Ini dibenarkan oleh Dedy Koswara (45) yang sejak 2012 mulai mengoleksi karya seni. ”Awalnya memang karena suka karena sesuai selera emosi saya. Lama-lama saya belajar pintar dengan mulai memahami konsep, cerita, sampai keluar karya, dan akhirnya saya berani membeli,” tuturnya.
Dedy tidak terlalu ambil pusing dengan dinamika nilai suatu karya seni rupa. Dia membeli berdasarkan rasa suka pada karya tersebut. ”Kalau dilihat memang karya yang awal saya beli dengan sekarang itu berevolusi. Orang mau bilang koleksi itu jelek, terserah. Yang penting, ketika melihat karya seni itu, saya bahagia,” ujar Dedy.

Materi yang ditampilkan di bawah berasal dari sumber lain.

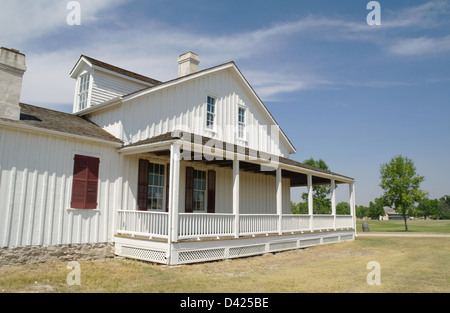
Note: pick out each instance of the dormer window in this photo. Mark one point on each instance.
(83, 93)
(241, 122)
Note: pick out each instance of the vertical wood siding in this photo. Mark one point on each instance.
(35, 191)
(106, 87)
(183, 107)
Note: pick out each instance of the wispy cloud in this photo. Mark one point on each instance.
(421, 46)
(151, 48)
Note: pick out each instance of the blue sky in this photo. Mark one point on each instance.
(352, 94)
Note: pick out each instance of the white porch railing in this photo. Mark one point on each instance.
(143, 223)
(197, 225)
(200, 225)
(255, 224)
(295, 222)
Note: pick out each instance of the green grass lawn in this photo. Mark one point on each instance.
(408, 265)
(414, 226)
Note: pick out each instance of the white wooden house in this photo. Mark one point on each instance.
(188, 170)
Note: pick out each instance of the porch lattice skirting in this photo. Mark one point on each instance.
(212, 250)
(144, 236)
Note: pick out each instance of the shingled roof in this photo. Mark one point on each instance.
(64, 123)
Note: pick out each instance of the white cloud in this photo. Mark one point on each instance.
(27, 20)
(421, 46)
(151, 48)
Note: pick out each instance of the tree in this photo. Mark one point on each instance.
(444, 208)
(321, 204)
(361, 211)
(300, 208)
(428, 207)
(401, 186)
(343, 208)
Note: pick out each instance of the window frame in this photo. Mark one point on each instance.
(163, 186)
(204, 190)
(243, 124)
(213, 127)
(83, 92)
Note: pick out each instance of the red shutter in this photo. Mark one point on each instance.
(167, 187)
(189, 199)
(143, 185)
(211, 191)
(85, 182)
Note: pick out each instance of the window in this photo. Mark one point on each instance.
(85, 182)
(241, 122)
(84, 91)
(210, 112)
(199, 191)
(155, 186)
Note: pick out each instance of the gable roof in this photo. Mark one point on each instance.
(228, 65)
(157, 85)
(115, 69)
(55, 122)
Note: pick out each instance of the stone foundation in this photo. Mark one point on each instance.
(65, 253)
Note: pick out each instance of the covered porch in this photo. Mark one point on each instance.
(177, 235)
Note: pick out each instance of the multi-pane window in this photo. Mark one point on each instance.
(199, 191)
(241, 122)
(210, 112)
(84, 91)
(155, 186)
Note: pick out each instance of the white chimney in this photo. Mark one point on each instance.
(12, 68)
(188, 64)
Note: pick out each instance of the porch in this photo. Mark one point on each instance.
(178, 236)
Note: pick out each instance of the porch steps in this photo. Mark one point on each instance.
(213, 249)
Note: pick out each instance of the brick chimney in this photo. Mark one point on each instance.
(188, 64)
(12, 68)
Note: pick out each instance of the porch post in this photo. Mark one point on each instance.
(310, 201)
(236, 197)
(333, 202)
(279, 200)
(174, 188)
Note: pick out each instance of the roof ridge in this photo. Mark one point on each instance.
(121, 70)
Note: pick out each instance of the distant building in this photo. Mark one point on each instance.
(188, 170)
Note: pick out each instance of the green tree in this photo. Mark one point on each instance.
(300, 208)
(361, 211)
(321, 202)
(444, 208)
(428, 207)
(376, 208)
(401, 186)
(343, 208)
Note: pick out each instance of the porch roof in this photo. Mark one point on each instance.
(59, 123)
(251, 160)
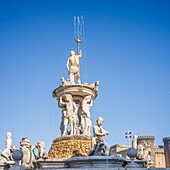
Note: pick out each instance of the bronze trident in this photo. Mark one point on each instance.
(77, 36)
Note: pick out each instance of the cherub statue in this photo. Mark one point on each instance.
(68, 111)
(41, 150)
(134, 142)
(28, 153)
(85, 115)
(74, 68)
(99, 132)
(6, 152)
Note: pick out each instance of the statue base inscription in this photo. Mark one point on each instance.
(70, 146)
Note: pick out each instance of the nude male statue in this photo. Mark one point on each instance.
(99, 132)
(69, 107)
(85, 116)
(74, 69)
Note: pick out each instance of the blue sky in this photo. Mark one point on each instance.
(126, 47)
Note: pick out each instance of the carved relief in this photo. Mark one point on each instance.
(66, 147)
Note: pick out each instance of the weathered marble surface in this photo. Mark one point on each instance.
(28, 153)
(42, 154)
(75, 102)
(98, 133)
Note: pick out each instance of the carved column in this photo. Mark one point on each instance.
(64, 146)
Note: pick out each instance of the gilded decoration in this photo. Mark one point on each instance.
(64, 147)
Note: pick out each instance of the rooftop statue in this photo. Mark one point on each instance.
(74, 68)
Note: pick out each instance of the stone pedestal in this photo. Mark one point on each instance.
(66, 146)
(147, 143)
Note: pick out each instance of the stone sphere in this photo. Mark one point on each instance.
(17, 155)
(132, 152)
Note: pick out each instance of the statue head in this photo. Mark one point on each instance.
(40, 144)
(72, 53)
(100, 120)
(8, 134)
(135, 137)
(24, 143)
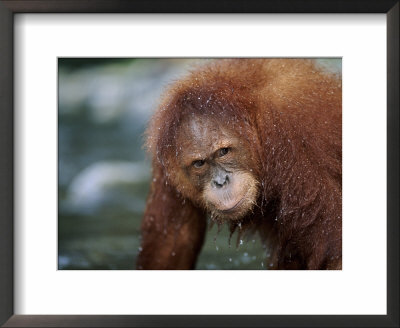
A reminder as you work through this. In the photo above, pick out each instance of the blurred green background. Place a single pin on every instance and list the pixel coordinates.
(103, 171)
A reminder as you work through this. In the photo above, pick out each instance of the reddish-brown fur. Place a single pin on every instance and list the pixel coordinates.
(288, 114)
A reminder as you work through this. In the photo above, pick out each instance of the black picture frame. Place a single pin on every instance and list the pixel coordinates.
(10, 7)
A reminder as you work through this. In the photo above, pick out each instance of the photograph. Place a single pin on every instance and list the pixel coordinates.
(199, 163)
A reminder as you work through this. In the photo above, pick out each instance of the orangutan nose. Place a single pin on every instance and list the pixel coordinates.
(220, 180)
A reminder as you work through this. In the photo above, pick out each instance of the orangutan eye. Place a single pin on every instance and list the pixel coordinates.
(199, 163)
(223, 151)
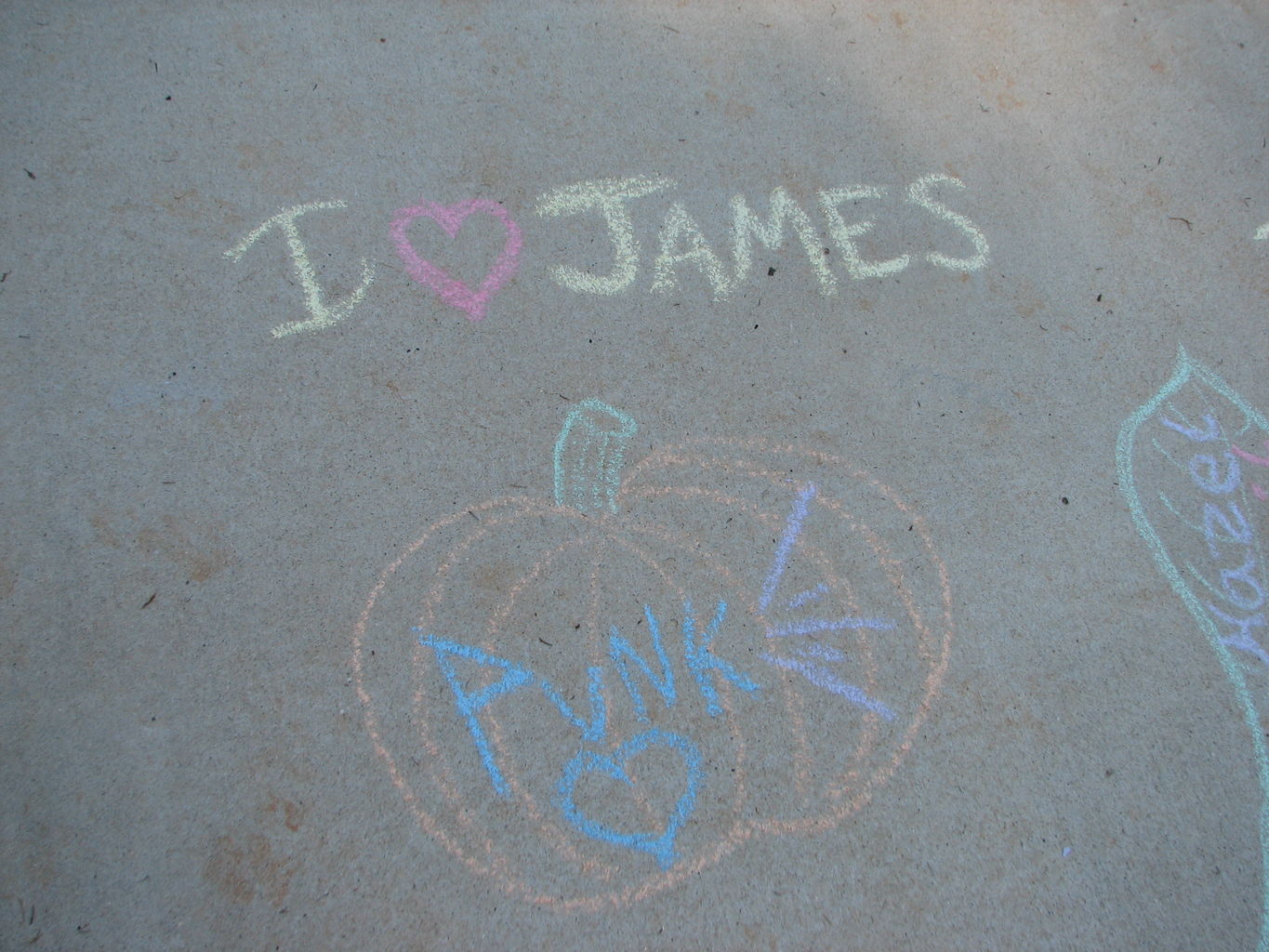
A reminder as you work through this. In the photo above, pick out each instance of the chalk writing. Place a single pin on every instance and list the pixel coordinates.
(608, 197)
(587, 750)
(1183, 478)
(451, 218)
(322, 313)
(683, 244)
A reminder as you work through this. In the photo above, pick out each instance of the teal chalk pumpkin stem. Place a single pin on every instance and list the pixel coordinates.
(588, 457)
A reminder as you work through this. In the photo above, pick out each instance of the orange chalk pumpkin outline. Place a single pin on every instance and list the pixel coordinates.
(598, 501)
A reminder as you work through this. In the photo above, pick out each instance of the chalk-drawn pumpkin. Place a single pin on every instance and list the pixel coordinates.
(539, 587)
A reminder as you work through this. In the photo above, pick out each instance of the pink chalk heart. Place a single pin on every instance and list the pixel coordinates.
(451, 218)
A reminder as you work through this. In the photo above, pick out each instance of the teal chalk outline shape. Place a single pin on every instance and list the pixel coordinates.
(588, 456)
(1188, 368)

Kolektor Wiyu Wahono mengatakan, generasi pasca-Perang Dingin kini mengambil peran besar sebagai kolektor muda. Mereka sudah selesai sekolah, sudah bekerja 4-5 tahun, memiliki uang cukup, dan mulai berani mengoleksi karya seni.
”Apa yang mereka sukai itulah yang bisa menentukan karya itu bisa baik atau buruk. Mereka yang membeli, mereka yang mengoleksi, mereka pula yang jadi kuratornya,” ujar Wiyu.
Pasangan pesohor Widi Mulia dan Dwi Sasono datang ke Art Jakarta karena bermula dari kunjungan ke Maggie Joan’s. Keduanya sangat sadar pentingnya seni dalam kehidupan. Itu sebabnya, mereka mendorong anak-anak mereka untuk menekuni seni. Di dinding ruang tamu rumah mereka sengaja dihiasi gambar mural karya Studio Larch untuk memantik cita rasa seni anak- anak. ”Seni itu penting banget, kebutuhan utama. Makanan batin juga. Berkesenian itu melatih kecerdasan dan butuh penyaluran,” kata Widi.
Seni menjadi cara menyalurkan pikiran manusia menjadi ekspresi kreatif. Seni menghadirkan keindahan yang tanpanya dunia hanya berisi kemarahan dan kekecewaan. Dari workshop seni yang praktis hingga benda-benda nyeni dengan harga terjangkau, dari unggahan Instagram yang artsy hingga sajian cantik makanan di piring saji, seni mengisi jiwa dan menjaganya dari kekeringan.
Seperti kata filsuf Yunani, Aristophanes, let each man exercise the art he knows.